La procureure Caroline Chanu a décrit ces femmes comme les "petites mains du trafic", soulignant qu'elles ont "assombri leur avenir" et contribué à leur propre vulnérabilité. Cette affaire a attiré l'attention sur le défi croissant du trafic de drogue, en particulier parmi les jeunes, qui peuvent être entraînés dans ce monde dangereux.

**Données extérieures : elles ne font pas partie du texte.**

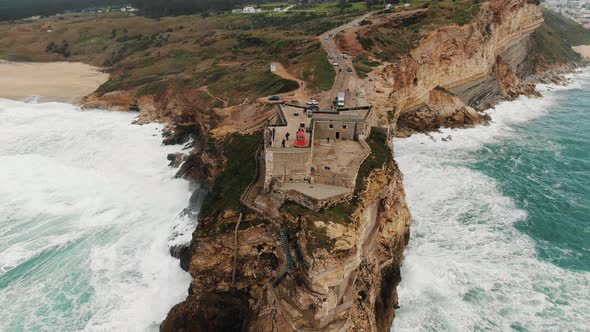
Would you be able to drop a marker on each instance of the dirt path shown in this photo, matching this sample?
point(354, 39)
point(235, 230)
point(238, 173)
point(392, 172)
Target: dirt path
point(206, 90)
point(300, 94)
point(343, 76)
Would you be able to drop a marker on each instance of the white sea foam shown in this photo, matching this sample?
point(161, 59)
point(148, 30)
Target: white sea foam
point(467, 267)
point(87, 204)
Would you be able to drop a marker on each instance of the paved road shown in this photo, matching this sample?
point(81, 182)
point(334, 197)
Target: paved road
point(343, 77)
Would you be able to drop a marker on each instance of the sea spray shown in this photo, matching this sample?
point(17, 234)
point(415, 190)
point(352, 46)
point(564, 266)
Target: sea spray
point(476, 260)
point(87, 204)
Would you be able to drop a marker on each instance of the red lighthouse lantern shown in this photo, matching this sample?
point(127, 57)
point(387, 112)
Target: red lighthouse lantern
point(300, 140)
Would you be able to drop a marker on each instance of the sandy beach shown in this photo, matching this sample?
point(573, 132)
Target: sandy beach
point(49, 80)
point(584, 50)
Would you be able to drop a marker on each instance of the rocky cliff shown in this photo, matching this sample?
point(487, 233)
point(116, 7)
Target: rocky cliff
point(455, 71)
point(342, 275)
point(338, 270)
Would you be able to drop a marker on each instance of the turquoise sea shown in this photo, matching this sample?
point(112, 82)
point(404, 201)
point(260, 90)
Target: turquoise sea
point(88, 208)
point(501, 232)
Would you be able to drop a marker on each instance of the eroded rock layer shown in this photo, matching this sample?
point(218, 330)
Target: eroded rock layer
point(344, 282)
point(478, 63)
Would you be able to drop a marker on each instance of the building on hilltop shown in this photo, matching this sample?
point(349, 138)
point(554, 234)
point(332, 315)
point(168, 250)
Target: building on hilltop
point(313, 157)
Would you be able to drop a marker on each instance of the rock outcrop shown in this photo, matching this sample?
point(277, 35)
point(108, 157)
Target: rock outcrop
point(341, 276)
point(479, 63)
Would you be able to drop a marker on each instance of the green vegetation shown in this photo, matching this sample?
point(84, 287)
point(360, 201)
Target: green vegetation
point(17, 9)
point(240, 169)
point(464, 15)
point(380, 155)
point(318, 71)
point(332, 7)
point(363, 65)
point(573, 33)
point(317, 236)
point(393, 39)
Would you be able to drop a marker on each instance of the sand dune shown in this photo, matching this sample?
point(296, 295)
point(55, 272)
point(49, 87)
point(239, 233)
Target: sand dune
point(50, 80)
point(584, 50)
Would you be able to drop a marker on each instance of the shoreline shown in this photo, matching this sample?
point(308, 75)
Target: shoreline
point(49, 81)
point(422, 272)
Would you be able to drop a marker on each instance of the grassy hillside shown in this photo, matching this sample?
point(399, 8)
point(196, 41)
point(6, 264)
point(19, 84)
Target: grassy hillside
point(226, 54)
point(17, 9)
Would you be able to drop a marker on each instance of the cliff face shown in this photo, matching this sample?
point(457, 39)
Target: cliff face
point(344, 279)
point(478, 63)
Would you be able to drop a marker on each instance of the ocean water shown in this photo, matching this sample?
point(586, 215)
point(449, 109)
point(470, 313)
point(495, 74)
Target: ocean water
point(500, 239)
point(87, 207)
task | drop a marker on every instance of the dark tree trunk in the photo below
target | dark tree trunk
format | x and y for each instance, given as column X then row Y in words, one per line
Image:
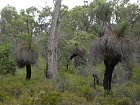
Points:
column 28, row 72
column 110, row 63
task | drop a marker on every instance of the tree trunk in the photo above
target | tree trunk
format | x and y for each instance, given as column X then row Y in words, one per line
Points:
column 110, row 63
column 28, row 72
column 52, row 65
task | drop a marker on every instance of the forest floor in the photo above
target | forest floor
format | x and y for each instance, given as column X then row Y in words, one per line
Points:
column 70, row 88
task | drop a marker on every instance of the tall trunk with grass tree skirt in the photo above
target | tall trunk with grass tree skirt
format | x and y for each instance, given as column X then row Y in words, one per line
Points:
column 111, row 49
column 28, row 72
column 26, row 55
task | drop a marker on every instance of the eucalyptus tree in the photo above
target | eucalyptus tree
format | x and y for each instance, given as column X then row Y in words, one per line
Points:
column 52, row 64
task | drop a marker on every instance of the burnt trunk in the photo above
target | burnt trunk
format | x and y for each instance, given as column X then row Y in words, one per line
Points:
column 28, row 72
column 110, row 63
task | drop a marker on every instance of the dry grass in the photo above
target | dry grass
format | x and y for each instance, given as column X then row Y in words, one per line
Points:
column 25, row 55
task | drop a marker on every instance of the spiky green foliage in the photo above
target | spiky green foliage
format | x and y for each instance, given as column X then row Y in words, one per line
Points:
column 25, row 55
column 121, row 28
column 112, row 46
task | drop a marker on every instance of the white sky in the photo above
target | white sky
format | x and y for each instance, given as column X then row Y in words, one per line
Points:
column 23, row 4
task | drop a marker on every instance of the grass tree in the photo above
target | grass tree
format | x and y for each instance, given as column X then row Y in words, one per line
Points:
column 26, row 55
column 112, row 49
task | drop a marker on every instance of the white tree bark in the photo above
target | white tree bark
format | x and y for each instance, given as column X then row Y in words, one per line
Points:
column 52, row 65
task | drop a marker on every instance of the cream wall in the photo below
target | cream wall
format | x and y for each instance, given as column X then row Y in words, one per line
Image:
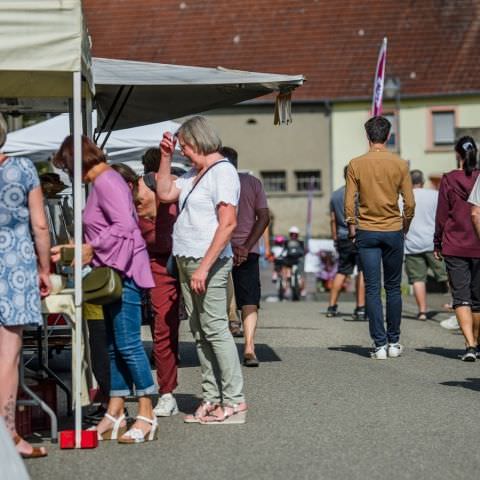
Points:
column 303, row 145
column 348, row 137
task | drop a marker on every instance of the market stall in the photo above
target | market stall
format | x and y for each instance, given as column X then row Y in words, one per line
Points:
column 45, row 66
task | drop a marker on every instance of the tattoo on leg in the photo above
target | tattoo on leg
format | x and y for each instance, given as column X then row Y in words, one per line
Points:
column 9, row 414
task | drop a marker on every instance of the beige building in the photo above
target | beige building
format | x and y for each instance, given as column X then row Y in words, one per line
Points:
column 288, row 159
column 425, row 138
column 432, row 53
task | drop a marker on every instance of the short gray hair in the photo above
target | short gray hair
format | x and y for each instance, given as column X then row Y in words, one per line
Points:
column 198, row 133
column 3, row 131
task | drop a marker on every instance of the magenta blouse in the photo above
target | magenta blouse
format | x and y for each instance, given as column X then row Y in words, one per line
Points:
column 111, row 228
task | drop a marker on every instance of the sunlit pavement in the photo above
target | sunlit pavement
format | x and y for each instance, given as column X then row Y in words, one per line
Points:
column 320, row 408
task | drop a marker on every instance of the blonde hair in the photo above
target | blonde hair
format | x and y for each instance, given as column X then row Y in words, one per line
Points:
column 3, row 131
column 198, row 133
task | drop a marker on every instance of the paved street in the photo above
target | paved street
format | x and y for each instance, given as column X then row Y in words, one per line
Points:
column 320, row 408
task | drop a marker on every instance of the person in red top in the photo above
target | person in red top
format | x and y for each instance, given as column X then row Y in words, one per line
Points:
column 456, row 241
column 252, row 219
column 156, row 221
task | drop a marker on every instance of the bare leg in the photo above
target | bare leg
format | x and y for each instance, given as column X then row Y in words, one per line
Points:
column 10, row 348
column 337, row 286
column 420, row 292
column 476, row 326
column 465, row 320
column 360, row 287
column 249, row 317
column 116, row 407
column 145, row 409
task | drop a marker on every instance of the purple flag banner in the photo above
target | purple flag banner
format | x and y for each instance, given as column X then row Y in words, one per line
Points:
column 379, row 80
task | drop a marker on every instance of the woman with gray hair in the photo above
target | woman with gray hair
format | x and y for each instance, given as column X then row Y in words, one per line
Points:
column 208, row 195
column 24, row 275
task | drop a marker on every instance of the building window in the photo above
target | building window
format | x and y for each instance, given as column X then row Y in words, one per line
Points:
column 274, row 181
column 443, row 127
column 393, row 139
column 309, row 180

Des experts au sein de la police de Nantes soulignent que des réseaux criminels exploitent la précarité de ces jeunes, les utilisant comme des intermédiaires. L'effet de cette condamnation pourrait être un risque accru de récidive si des mesures préventives ne sont pas mises en place pour aider ces jeunes à sortir du cycle de la criminalité.
Ce procès rappelle l'importance d'éduquer les jeunes sur les dangers liés à la consommation et au trafic de drogues. Selon l'Ouest-France, des associations locales œuvrent pour sensibiliser et prévenir l'engagement dans de telles activités illégales, mais le chemin est long.